I saw the name of a guy, Mark Bracker, that I know who writes about teaching, literature, and psychoanalysis in an email announcement, and I sent him an email just saying hello. His return email indicated he had published a book, Radical Pedagogy, which I didn’t know he had published. So I checked to see if it was in the UCSB library, and it was, and I asked Carol who was going to the library, if she would get it for me, and she did. When she got back, she said, my book, Self-Development and College Writing, was mentioned a number of times in his book and did I want to hear what he had written about it, and I said, OK, why not?
Turns out Mark had quoted from my book several times at some length. It was odd and funny hearing myself quoted in that way. I liked the quote best where I write:
One is trying to write and to think in a way (to gain entry to that closed society [of academia]) that cuts one off exactly from those audiences from which one most desires recognition. No wonder students become enervated. No wonder they write things they don’t care about or don’t understand. The psychological roots of BS run very deep.
I liked that—the psychology roots of BS—that sounded like me, alright.
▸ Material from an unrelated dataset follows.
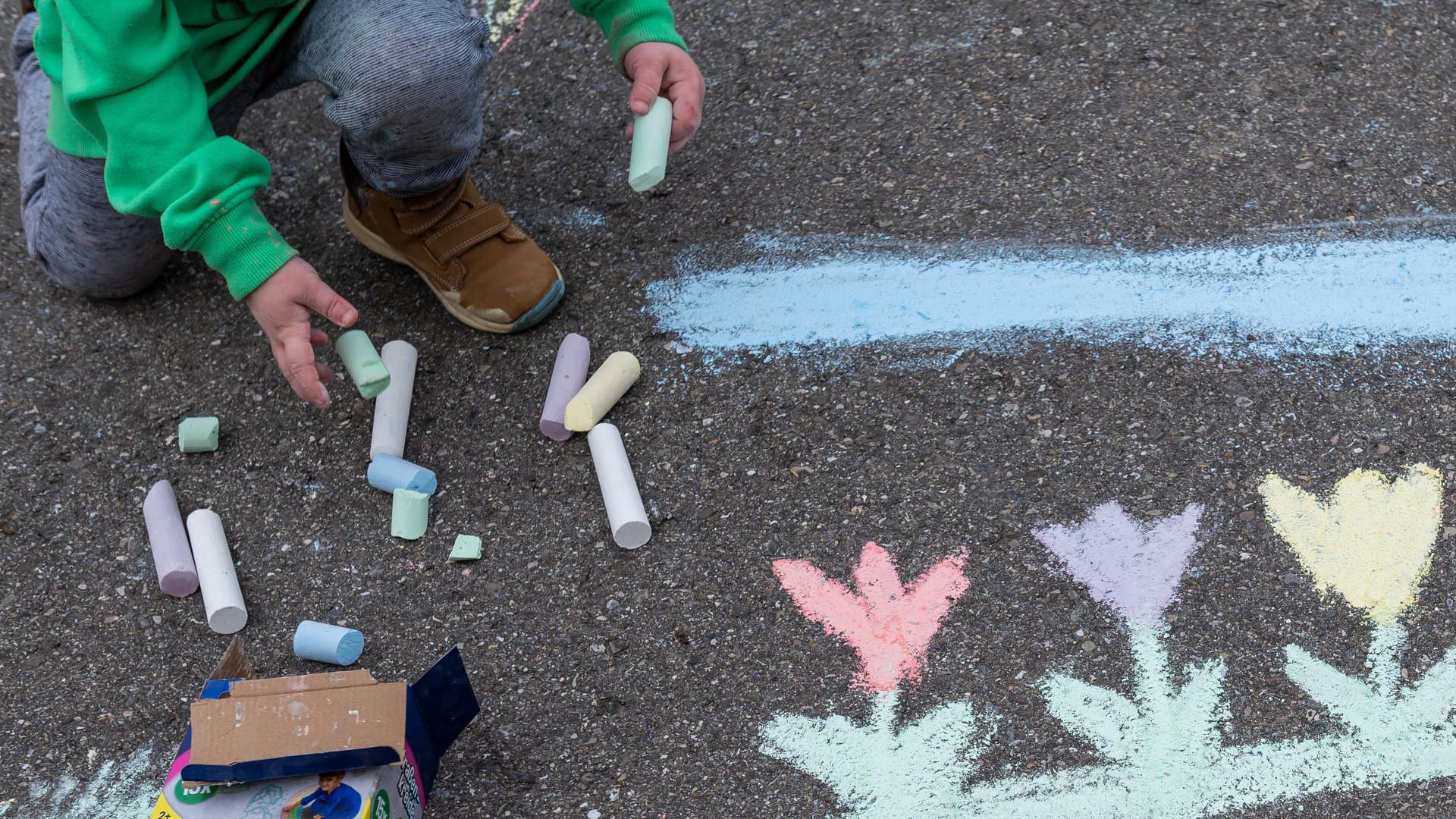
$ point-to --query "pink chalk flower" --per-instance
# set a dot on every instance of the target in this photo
(889, 626)
(1130, 566)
And I didn’t remember having written it, though when Carol read it, I knew I had written it. It has been almost 3 years since that book was published. I haven’t opened it since even though I spent four years working pretty assiduously on it. I think writing it wore me out; I don’t know if a single sentence from the first 300 page draft ended up in the book. Also I write real fast and maybe because of that don’t always remember what I have written. Maybe I write so fast as a way of hoping to hit the material down below my censor. That censor is an evil guy who cuts me off at the knees and fills me with self-doubt.
Above—that’s a picture Cousin BC a geologist by education, sent along of some gypsum crystals found in a cave in Mexico during a mining operation. Those crystals strike me as pretty spooky. They could be living things, that grow in the dark, like what a potato does when you leave it a dark place—those pale tendrils come out.